[gclist] What to say about GC.

=TL2=Tom Lord() lord@LanMinds.Com
Fri, 19 Jul 1996 13:07:53 -0700 (PDT)



    Richard Jones writes:

    The memory storage requirements of complex programs are extremely
    difficult to manage correctly by hand.  A single error may lead to
    indeterminate and inexplicable program crashes.  Worse still, failures
    are often unrepeatable and may surface only long after the program has
    been delivered to the customer.  The eradication of memory errors
    typically consumes a substantial amount of development time.  And yet
    the answer is relatively easy - garbage collection - removing the
    clutter of memory management from module interfaces which then frees
    the programmer to concentrate on the problem at hand rather than
    low-level book-keeping details.

    [....] This book considers how dynamic memory can be recycled
    automatically to guarantee error-free memory management.

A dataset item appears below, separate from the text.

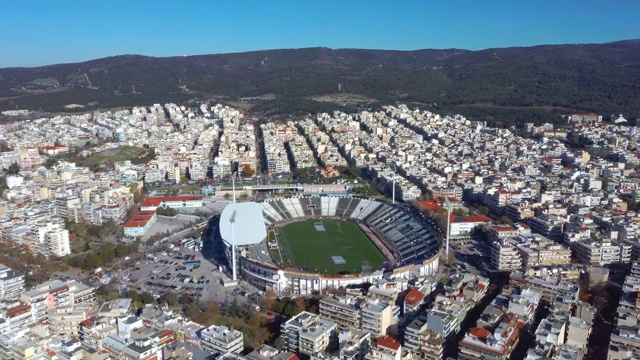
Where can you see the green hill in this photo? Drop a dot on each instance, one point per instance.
(500, 85)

I am a big fan of garbage collection and I'm looking forward to
seeing Richard Jones' book.

But I also think that the paragraphs quoted above are an exaggeration
of a sort that can mislead people about garbage collection and set
them up to be badly disappointed.  This particular exaggeration is
wide-spread; I'm sure I've passed it along myself.

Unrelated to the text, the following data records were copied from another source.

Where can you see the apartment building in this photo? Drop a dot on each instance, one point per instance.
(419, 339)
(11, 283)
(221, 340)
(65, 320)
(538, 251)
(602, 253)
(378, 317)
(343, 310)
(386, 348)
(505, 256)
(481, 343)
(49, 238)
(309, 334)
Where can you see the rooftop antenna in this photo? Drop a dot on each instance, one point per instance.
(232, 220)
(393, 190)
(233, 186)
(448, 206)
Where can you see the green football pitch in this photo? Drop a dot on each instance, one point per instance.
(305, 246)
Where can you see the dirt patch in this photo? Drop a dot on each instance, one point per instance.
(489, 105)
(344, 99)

The essence of the problem with the quotes comes in two parts.

First, the quotes speak of one type of memory management error,
prematurely freeing an object that is still needed, as if it is the
only kind of memory management error that needs to be considered when
in fact another type of error, failing to free memory that is no
longer needed, is just as important and is if anything, harder to get
right in a garbage collected system than in, say, a malloc/free
system.

Second, the paragraphs above suggest that using a garbage collector
completely and automatically solves at least the problem of
prematurely freeing an object.  If garbage collectors never changed or
needed to be extended and were known to be free of errors and
completely reliable, the quotes would be right but in fact garbage
collectors do need to be changed and extended and are prone to hard to
detect, repeat, and repair bugs.  On balance, a garbage collector may
be the best way to manage memory, but this option should be described
like reference counting, malloc/free and other approaches as a
fallible technique with its particular strengths and weaknesses that
needs to be applied with care.  GC is not an automated panacea that
magically yields "error-free" memory management.

We can say something along the same lines as the quotes, but less of
an exaggeration: garbage collection provides "fully general dynamic
lifetime analysis" and saves a programmer using a properly functioning
garbage collector from having to decide staticly where in a program to
free objects, so long as that programmer isn't worried about core
leaks.

When malloc and free are used, the lifetimes of objects are analyzed
*staticly* and calls to "free" are put at certain points in the
program.  To not prematurely free objects, the programmer has to
ensure that each call to free in the program is the last use to which
the freed object will be put.  To not have core leaks, the programmer
has to make sure that every object allocated is eventually freed.  For
some algorithms, it is impossible to staticly analyze the lifetimes of
objects and so malloc/free memory management is insufficient.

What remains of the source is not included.